# Reproduction Singletube Tires



## Wayne Adam (May 4, 2014)

Are there any companies reproducing 28" singletube tires?
If so, can I have the contact information?
 If not...Why not, it does not seem that it would be that complicated
                                        Wayne


----------



## jpromo (May 4, 2014)

Robert Dean acquired Harper tire's old molds for their smooth singletubes. I've heard good things and they look great but they're only era correct for a time around the turn of the century.


----------



## filmonger (May 5, 2014)

Looks like " thehugheseum " here on the cabe has a pair for sale or trade - also here is Robert Deans info below!


Here is a cabe thread with pictures of his white tires:


http://thecabe.com/vbulletin/showthr...ght=dean+tires

Here is the cabe thread with his details.....


http://thecabe.com/vbulletin/showthr...ht=Robert+Dean


----------



## olderthandirt (May 5, 2014)

*links no werk ?*

da links to mr Robert  Deans tires are not working ?


----------



## filmonger (May 6, 2014)

http://thecabe.com/vbulletin/showthread.php?54095-Robert-Dean-tires&highlight=dean+tires

http://thecabe.com/vbulletin/showth...gle-Tube-28-quot-Tires!&highlight=Robert+Dean


----------



## oldspoke (May 6, 2014)

*Bob Dean Tires*

Hello All

These are decent tires for use on early safeties.
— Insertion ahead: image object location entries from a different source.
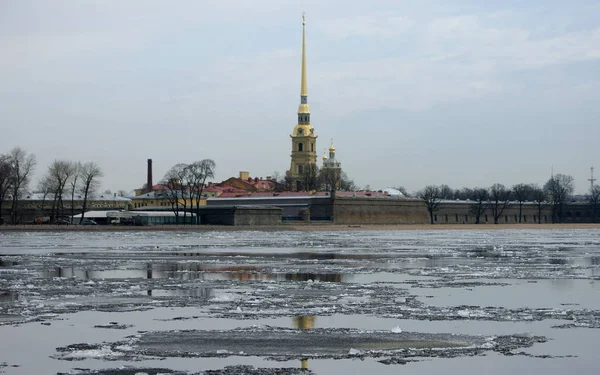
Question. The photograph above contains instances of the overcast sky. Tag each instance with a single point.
(466, 93)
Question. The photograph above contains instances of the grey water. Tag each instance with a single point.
(432, 301)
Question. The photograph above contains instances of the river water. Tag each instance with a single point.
(339, 302)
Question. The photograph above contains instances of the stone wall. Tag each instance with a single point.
(257, 216)
(460, 213)
(379, 211)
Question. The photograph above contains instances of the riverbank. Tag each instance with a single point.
(289, 227)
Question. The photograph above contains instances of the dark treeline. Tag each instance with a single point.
(63, 180)
(315, 179)
(556, 192)
(183, 185)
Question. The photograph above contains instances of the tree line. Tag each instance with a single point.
(314, 178)
(555, 193)
(183, 186)
(63, 178)
(16, 168)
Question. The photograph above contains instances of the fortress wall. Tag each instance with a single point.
(257, 216)
(379, 211)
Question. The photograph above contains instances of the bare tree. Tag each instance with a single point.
(331, 179)
(539, 197)
(402, 190)
(463, 194)
(499, 200)
(61, 172)
(198, 173)
(46, 188)
(176, 191)
(594, 200)
(5, 179)
(73, 184)
(21, 168)
(559, 187)
(432, 196)
(90, 173)
(446, 192)
(310, 177)
(521, 193)
(346, 183)
(481, 198)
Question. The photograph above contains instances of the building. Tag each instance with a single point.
(304, 138)
(39, 207)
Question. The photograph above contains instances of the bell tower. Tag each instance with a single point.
(304, 139)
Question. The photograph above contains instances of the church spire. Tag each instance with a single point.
(303, 88)
(303, 109)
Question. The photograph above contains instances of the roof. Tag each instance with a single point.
(78, 197)
(95, 214)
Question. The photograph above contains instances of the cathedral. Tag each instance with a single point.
(304, 138)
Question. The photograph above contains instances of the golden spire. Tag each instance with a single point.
(303, 88)
(303, 108)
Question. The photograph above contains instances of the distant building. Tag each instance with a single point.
(304, 138)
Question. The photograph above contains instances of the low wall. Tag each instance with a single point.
(379, 211)
(257, 215)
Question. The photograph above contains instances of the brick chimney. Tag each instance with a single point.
(149, 182)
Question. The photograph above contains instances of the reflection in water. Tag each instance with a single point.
(189, 271)
(304, 322)
(8, 296)
(7, 263)
(190, 293)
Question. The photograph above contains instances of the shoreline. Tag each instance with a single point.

Bob makes 28 X 1 1/2 bias ply tread {long horizontal lines} and 
28 x 1 3/4 smooth tread tires. I have used the 1 3/4 tires on early pneumatic's that run a 30" front and 28" rear.
You have to make a "hot box" and heat them up but with a little effort they stretch on the 30" rim - this was my
technique. They really make the early 90's bikes look good. The Templar mentioned in this segment of the forum
would be a good candidate for Bob's 28 X 1 3/4 smooth treads.

Glenn


----------



## Balloontyre (May 6, 2014)

I have a rider set of Mr Dean's tires. They perform well just slightly heavier.


----------



## GiovanniLiCalsi (May 29, 2015)




----------